Frequently Asked Questions
Virtually anyone can try yoga, or benefit from sound healing, massage, or coaching. However, it’s important to be prepared and to have a clear understanding of what’s involved, before attending a class or booking a session.
This is why I’ve tried to anticipate any questions you might have about the services I provide, although if your question isn’t addressed here, please don’t hesitate to get in touch, and I will do my best to answer any queries you might have.
What level are your classes?
All levels of experience are welcome, and I encourage you to listen to your own body and go at your own pace. I offer easier variations to more challenging poses.
Do I need my own yoga mat?
Yes. As there are no mats or equipment at the temple, please be sure to bring your own mat with you.
What style of yoga is it?
A close friend of mine has described my style as masala yoga, meaning that it’s a mix of various traditions. I am hatha and kundalini trained, and study Iyengar (alignment focus) and flowing forms (grace, movement and strength).

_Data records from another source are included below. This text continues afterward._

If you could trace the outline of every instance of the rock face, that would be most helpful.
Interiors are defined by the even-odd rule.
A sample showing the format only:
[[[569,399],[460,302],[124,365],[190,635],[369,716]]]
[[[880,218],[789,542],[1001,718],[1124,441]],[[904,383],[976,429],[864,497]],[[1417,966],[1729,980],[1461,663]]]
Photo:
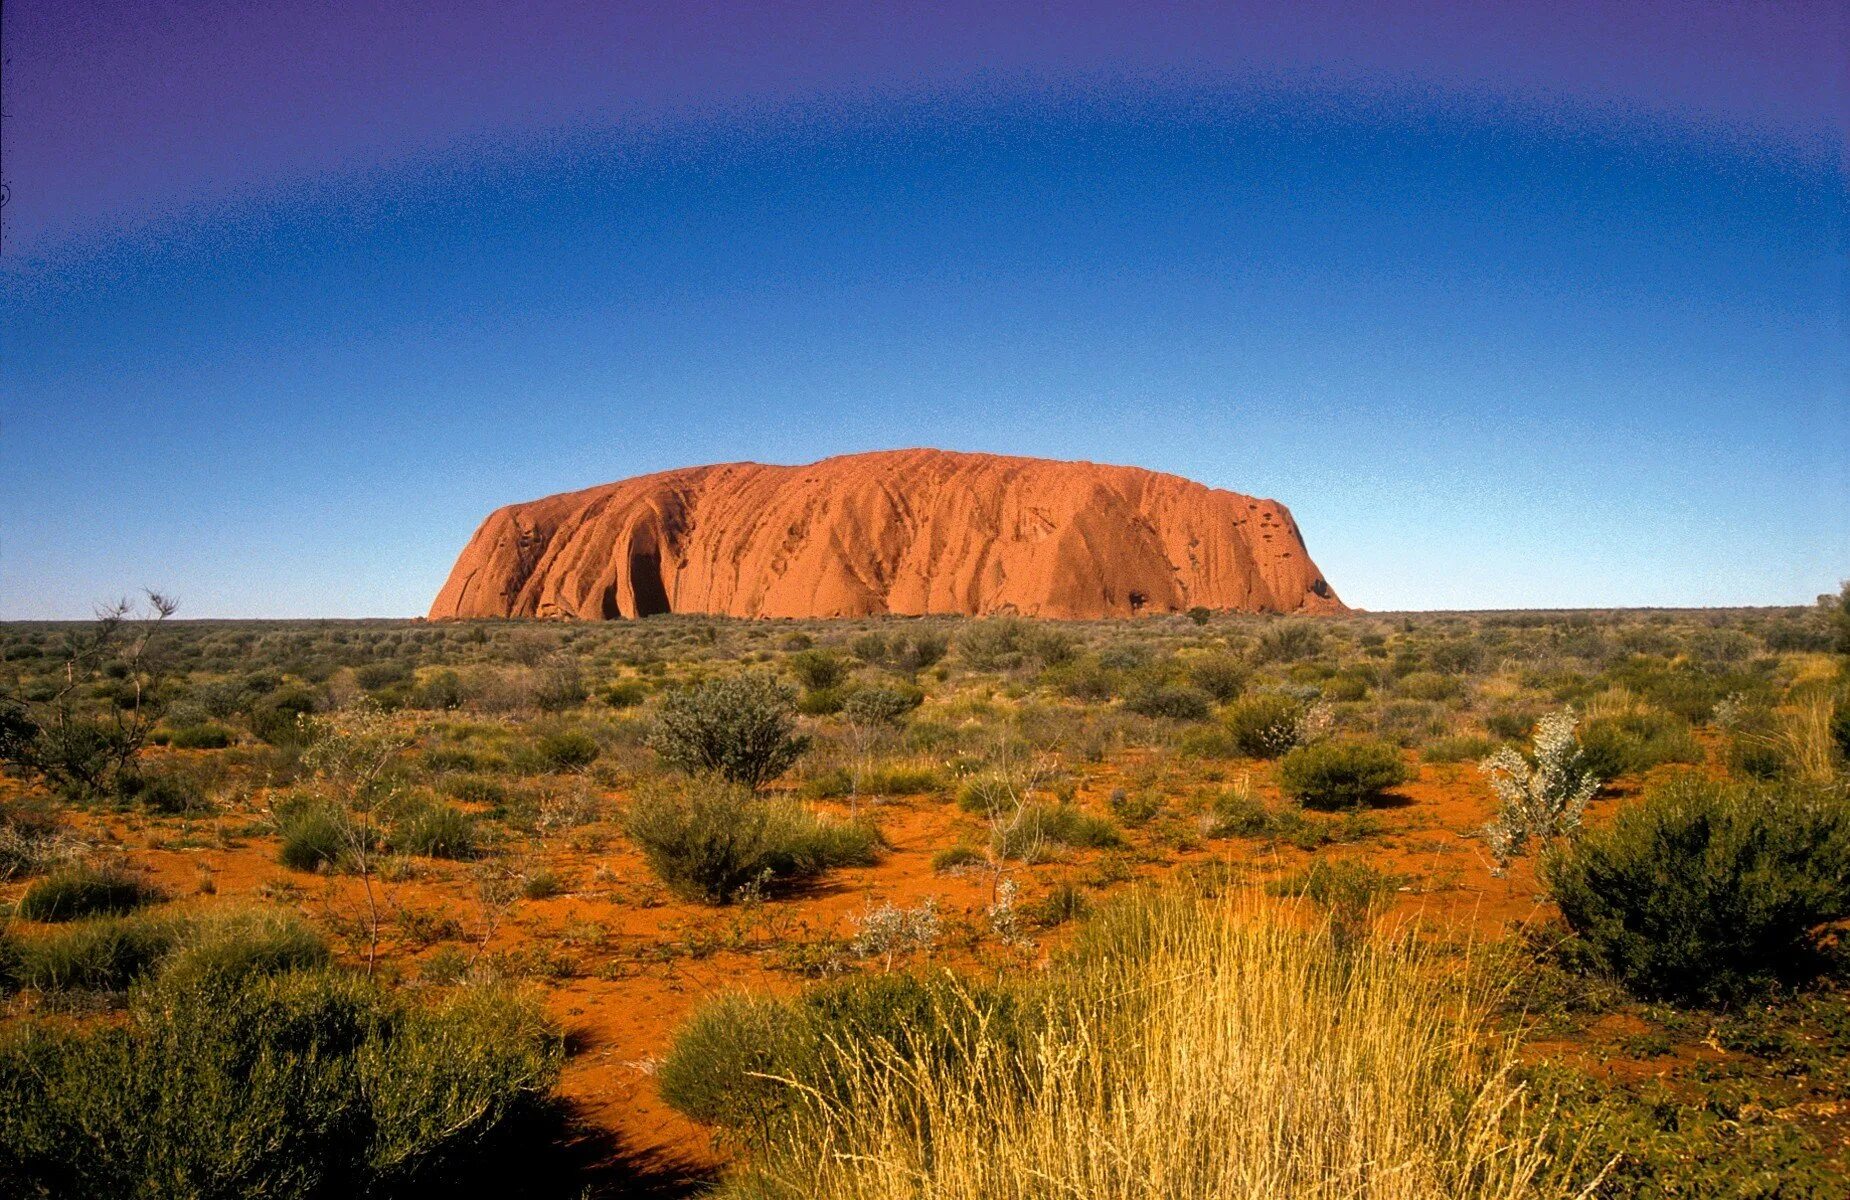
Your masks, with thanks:
[[[1341,612],[1284,505],[1135,467],[893,450],[727,463],[511,504],[455,617]]]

I also include aspects of other forms that I have studied.
I have backache, should I come to class?
If your backache is acute and recent, please seek professional advice before coming to class. If you have a longer history of managing your situation then please adopt the appropriate variations and adjustments during class (backbends: reduced, forward bends: bent knees and twists: slowly and gently).
Can I come to class if I am pregnant?
If you’re really confident about what variations and adjustments to take, then you’re welcome to attend.
However, my recommendation would be that you join one of the many ante natal classes available, so that the practice is focused specifically on pregnancy.
How long after giving birth should I wait before attending class?
A general rule is six weeks, though of course this varies according to your own personal wellbeing and yoga practice prior to pregnancy. I have noticed that women who take longer to get back to ‘normal’ and rest more have a greater recovery in the long run, so – no rush!